Grantmakers for Girls of Color (G4GC) is the primary national philanthropic intermediary exclusively committed to resourcing organizations and movements that center girls, femmes, and gender-expansive youth of Color. Since 2020, we have raised and awarded grants to 385 organizations in all fifty states, Guam, Washington, D.C., and Puerto Rico.
Building from the operational intention to resource movements working to elevate justice for girls and femmes of color ages 25 and under in the U.S. and beyond, G4GC leads with the notion of understanding philanthropy through a lens of reciprocity, intersectionality, and cultural responsiveness. With an infrastructure that reflects our values, a culture of partnership, healing, reciprocity, and love.
The four signature initiatives include:
Love is Healing Fund: Launched in 2020 to provide grants to organizations directly supporting girls of color in the wake of multiple pandemics, including the COVID-19 pandemic. Funding priorities include: preventative or responsive health strategies ; interventions to support institutionalized girls of color and survivors of gender-based violence; economic and educational response strategies explicitly focused on girls of color; multigenerational immigrant justice organizing, and power building through organizing, participatory research and advocacy to amplify the needs and experiences of girls of Color and their communities. This fund also resources strategies to protect the security of youth organizers working to dismantle systems of oppression.

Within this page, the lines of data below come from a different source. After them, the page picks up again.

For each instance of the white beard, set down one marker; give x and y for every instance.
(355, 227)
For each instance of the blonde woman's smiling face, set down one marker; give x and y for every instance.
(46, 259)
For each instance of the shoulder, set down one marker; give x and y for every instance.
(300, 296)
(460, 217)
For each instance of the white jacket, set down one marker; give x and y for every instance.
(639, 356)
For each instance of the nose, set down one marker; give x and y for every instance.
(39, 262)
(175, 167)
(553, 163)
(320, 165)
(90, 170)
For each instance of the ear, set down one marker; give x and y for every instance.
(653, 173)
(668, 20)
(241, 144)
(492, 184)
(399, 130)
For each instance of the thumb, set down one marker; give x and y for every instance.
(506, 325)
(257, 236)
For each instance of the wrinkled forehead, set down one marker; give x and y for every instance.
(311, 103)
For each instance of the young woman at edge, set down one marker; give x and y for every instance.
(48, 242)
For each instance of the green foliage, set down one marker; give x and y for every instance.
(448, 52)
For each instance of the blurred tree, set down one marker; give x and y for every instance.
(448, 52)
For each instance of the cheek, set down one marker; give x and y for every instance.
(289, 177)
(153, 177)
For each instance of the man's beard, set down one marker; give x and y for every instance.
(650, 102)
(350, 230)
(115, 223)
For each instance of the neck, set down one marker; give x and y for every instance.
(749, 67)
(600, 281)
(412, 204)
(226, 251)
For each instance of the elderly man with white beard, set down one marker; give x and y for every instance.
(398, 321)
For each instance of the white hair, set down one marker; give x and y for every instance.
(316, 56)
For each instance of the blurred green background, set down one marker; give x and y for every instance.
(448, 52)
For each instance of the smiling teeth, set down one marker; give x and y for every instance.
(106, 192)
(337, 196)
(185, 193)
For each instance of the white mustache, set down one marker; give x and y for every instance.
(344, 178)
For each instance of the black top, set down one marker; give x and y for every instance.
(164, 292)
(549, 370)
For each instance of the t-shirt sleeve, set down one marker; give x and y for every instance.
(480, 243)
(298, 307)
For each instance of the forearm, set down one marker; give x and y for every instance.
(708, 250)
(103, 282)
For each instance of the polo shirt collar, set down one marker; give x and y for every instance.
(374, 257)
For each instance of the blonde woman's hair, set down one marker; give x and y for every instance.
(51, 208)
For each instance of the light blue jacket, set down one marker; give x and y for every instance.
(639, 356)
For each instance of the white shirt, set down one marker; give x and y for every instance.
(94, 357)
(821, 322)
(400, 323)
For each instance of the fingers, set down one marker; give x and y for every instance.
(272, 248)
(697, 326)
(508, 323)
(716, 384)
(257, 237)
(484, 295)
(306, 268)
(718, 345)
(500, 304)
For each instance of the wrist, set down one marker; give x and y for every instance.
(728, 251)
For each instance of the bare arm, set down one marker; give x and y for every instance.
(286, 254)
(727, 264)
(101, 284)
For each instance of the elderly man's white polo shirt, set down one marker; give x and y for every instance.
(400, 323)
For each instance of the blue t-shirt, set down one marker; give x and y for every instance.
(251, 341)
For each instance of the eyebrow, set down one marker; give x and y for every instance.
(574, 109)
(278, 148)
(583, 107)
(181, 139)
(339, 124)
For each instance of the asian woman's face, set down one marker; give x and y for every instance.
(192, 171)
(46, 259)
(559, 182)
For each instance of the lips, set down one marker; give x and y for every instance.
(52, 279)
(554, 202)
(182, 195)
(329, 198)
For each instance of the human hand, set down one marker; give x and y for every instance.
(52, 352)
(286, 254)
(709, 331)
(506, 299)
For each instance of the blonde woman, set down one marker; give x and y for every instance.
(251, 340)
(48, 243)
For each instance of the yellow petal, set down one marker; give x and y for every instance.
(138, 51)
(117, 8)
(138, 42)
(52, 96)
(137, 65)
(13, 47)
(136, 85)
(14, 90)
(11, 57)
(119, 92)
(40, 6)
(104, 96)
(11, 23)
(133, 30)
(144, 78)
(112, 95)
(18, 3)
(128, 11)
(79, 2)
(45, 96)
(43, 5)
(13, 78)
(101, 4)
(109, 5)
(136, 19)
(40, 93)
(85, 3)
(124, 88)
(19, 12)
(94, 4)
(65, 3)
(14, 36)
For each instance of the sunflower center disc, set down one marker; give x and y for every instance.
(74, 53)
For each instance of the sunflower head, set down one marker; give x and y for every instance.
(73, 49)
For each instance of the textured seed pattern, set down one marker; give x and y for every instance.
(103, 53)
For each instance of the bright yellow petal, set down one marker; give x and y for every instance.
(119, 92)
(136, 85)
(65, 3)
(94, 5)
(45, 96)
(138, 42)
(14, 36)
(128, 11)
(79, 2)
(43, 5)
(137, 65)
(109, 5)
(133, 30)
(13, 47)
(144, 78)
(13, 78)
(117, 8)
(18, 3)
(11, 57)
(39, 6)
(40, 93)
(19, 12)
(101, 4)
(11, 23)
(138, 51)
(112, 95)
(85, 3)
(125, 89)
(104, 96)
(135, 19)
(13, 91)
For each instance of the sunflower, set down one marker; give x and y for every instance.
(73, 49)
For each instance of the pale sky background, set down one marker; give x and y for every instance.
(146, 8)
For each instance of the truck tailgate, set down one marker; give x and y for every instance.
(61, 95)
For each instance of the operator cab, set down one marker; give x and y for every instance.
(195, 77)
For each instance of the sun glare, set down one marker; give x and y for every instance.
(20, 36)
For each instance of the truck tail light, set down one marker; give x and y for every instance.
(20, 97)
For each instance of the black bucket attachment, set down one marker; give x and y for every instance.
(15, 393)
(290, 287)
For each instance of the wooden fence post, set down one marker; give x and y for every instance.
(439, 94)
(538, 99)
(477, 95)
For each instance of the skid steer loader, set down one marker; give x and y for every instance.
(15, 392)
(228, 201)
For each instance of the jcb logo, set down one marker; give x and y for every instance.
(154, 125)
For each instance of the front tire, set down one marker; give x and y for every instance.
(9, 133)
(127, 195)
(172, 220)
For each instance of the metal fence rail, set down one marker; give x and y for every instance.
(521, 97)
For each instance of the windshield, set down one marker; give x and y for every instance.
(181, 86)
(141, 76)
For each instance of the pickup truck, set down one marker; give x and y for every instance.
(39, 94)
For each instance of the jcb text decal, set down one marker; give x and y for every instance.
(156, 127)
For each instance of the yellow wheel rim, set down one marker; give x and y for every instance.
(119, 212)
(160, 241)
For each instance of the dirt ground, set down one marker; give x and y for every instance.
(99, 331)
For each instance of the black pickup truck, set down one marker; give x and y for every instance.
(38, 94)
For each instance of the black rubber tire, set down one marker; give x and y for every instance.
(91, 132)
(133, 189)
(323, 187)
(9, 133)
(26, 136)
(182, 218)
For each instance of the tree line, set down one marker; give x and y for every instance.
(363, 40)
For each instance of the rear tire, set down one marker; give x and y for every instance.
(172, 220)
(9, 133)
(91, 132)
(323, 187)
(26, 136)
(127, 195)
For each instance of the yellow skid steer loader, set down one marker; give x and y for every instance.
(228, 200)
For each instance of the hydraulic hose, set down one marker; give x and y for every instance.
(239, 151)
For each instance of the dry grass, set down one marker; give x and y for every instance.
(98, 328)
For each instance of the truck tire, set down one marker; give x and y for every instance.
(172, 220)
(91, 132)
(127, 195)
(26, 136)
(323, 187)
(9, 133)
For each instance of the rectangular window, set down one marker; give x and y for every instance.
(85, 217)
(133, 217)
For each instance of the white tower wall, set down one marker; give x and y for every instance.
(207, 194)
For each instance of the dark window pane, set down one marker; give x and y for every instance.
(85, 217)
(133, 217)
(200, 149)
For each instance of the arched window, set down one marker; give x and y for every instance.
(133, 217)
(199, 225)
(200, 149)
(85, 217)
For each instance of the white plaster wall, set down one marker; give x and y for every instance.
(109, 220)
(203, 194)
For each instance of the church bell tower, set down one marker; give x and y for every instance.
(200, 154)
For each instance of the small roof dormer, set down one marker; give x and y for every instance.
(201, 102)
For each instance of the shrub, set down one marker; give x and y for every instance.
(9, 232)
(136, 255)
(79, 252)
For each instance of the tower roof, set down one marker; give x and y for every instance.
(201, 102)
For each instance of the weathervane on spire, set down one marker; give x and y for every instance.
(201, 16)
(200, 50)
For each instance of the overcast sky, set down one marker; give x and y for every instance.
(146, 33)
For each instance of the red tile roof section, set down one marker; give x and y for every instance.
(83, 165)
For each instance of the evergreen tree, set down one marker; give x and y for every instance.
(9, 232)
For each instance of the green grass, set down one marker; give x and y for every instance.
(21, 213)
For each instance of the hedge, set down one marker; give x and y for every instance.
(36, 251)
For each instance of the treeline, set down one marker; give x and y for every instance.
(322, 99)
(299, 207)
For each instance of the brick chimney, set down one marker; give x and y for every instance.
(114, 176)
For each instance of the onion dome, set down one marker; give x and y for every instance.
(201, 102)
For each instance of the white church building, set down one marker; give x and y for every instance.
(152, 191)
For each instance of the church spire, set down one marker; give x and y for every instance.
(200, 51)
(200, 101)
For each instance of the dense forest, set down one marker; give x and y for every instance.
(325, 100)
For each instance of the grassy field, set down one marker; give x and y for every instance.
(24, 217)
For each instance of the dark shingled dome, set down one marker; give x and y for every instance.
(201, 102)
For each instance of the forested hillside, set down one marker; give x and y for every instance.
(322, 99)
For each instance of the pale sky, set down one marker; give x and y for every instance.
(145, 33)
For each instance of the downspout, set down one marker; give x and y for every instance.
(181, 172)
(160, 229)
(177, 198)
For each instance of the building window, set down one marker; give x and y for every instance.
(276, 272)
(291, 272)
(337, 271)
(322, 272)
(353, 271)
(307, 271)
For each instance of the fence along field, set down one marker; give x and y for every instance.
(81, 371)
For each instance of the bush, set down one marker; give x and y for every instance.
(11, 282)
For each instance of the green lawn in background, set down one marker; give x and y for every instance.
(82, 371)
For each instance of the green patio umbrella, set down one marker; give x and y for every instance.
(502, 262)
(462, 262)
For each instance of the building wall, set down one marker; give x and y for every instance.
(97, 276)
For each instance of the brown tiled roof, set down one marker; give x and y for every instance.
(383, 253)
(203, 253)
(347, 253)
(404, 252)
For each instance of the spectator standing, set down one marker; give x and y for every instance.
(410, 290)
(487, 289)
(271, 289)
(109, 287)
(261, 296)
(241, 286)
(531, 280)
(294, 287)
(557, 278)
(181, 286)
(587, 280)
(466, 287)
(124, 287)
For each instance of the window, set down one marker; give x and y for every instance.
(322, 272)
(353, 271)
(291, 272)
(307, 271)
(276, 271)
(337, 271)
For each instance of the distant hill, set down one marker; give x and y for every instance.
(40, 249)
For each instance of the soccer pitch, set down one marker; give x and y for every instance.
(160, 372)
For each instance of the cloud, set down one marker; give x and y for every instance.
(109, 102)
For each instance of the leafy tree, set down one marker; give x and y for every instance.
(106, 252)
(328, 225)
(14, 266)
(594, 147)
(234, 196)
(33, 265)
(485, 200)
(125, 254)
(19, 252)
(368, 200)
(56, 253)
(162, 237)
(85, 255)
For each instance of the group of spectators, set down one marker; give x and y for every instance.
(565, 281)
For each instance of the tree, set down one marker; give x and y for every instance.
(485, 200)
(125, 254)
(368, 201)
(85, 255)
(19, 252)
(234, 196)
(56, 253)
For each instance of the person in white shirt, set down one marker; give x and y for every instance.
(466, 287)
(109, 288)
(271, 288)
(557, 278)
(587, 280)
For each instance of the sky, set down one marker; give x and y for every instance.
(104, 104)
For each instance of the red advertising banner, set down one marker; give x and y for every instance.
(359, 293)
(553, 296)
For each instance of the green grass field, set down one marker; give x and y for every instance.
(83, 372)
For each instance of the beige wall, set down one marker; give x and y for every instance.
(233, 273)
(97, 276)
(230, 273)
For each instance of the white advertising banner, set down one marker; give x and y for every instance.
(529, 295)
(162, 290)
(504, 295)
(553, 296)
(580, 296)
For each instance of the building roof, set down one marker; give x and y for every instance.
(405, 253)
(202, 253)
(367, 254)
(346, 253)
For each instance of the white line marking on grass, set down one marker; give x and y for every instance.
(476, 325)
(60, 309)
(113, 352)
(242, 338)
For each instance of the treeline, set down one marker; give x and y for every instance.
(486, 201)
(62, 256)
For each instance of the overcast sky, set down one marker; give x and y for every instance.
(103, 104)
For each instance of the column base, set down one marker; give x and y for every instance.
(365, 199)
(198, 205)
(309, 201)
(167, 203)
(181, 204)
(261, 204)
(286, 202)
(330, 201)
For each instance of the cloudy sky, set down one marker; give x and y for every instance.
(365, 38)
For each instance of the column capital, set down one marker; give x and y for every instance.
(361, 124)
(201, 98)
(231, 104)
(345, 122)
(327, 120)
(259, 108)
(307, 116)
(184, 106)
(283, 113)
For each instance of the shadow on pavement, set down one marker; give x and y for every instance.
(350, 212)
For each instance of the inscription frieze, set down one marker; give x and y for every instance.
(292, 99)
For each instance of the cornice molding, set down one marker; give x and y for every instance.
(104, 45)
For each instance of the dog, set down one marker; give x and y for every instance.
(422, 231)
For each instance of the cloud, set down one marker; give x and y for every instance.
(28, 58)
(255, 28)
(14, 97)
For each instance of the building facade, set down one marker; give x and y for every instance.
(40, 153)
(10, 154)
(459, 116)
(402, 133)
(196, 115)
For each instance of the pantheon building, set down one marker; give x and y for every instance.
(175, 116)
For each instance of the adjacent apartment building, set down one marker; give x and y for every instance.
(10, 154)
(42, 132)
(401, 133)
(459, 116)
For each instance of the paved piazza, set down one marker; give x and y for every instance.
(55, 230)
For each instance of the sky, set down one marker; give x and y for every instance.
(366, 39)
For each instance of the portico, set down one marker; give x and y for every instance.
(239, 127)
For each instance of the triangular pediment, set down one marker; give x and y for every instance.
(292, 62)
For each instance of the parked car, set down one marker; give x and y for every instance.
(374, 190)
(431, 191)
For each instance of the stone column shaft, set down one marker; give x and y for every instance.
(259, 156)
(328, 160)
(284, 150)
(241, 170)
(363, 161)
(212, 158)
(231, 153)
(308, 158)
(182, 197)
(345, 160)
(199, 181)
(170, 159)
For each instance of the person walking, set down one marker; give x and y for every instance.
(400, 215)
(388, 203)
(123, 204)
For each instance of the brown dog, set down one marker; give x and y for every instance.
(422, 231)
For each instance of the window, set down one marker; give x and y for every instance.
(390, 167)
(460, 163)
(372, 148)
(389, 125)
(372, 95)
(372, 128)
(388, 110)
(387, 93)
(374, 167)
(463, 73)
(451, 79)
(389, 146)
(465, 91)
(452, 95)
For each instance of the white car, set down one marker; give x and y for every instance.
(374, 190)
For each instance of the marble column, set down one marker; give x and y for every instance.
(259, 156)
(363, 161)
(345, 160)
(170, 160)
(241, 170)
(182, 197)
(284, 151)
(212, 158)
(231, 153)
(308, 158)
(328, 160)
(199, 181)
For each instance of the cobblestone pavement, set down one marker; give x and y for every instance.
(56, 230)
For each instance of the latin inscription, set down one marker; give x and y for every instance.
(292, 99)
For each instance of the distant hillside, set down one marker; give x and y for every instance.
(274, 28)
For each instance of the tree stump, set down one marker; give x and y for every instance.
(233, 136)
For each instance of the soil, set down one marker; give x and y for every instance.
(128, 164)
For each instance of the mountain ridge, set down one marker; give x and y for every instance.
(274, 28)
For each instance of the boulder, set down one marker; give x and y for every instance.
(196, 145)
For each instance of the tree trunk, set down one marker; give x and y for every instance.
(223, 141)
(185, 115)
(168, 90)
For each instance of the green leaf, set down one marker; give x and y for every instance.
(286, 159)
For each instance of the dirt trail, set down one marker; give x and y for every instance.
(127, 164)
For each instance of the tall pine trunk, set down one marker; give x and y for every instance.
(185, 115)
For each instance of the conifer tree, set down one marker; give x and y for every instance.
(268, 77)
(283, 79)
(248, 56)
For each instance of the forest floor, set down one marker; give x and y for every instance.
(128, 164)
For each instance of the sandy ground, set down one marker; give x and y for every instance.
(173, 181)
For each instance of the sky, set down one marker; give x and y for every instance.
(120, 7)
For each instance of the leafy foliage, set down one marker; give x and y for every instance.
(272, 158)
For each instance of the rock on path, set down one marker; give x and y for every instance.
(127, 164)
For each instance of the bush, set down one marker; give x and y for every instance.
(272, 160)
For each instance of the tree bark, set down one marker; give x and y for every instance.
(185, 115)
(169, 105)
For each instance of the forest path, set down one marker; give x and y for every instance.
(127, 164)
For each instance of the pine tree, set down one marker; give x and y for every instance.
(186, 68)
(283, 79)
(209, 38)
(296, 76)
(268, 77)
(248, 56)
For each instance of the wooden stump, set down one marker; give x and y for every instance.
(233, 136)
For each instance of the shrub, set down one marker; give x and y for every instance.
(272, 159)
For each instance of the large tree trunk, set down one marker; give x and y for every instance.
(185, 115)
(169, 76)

Black Girl Freedom Fund & #1Billion4BlackGirls campaign: Launched via an open letter in Essence magazine, the #1Billion4BlackGirls campaign is a ten-year philanthropic initiative to invest $1 Billion in the braintrust, innovation, artistic vision, health, safety, education, research, and joy of all Black girls and their families. Each year, a different theme is chosen by the co-founders, and a group of Black Girls, femmes, and gender-expansive youth ages 12-25 are recruited into a paid 8-week participatory grantmaking process. The articulation of priorities for the fund, Black girls are not just “recipients” of resources, G4GC’s Black Girl Freedom Fund provides a platform for the development of transferable skills that will increase their capacity to stake claim in their own liberation.
New Songs Rising Initiative: In partnership with Seventh Generation Fund for Indigenous People’s Thriving Women’s Program, this initiative expands opportunities for Indigenous girls through grantmaking, convening, and community building, and mentorship and peer support through an upcoming fellowship program. Specific emphasis on Indigenous cultural work. Funding priorities include: multi-generational healing and organizing amongst Indigenous girls and women; advancing the capacity of Indigenous girls and women to resist state and colonial violence and gender-based violence particularly impacting Indigenous girls and women; art, music, and poetry to advance healing, safety, visibility, and movement-building for Indigenous girls and women.
Holding a Sister Initiative: Launched in the fall of 2021 and in partnership with the Black Trans Fund, this initiative centers what we call “new world-building” work led by trans and gender-expansive youth of Color. To date, this initiative has accounted for more $1.8 million in giving to trans communities, exceeding the average giving to trans communities among most national philanthropic institutions.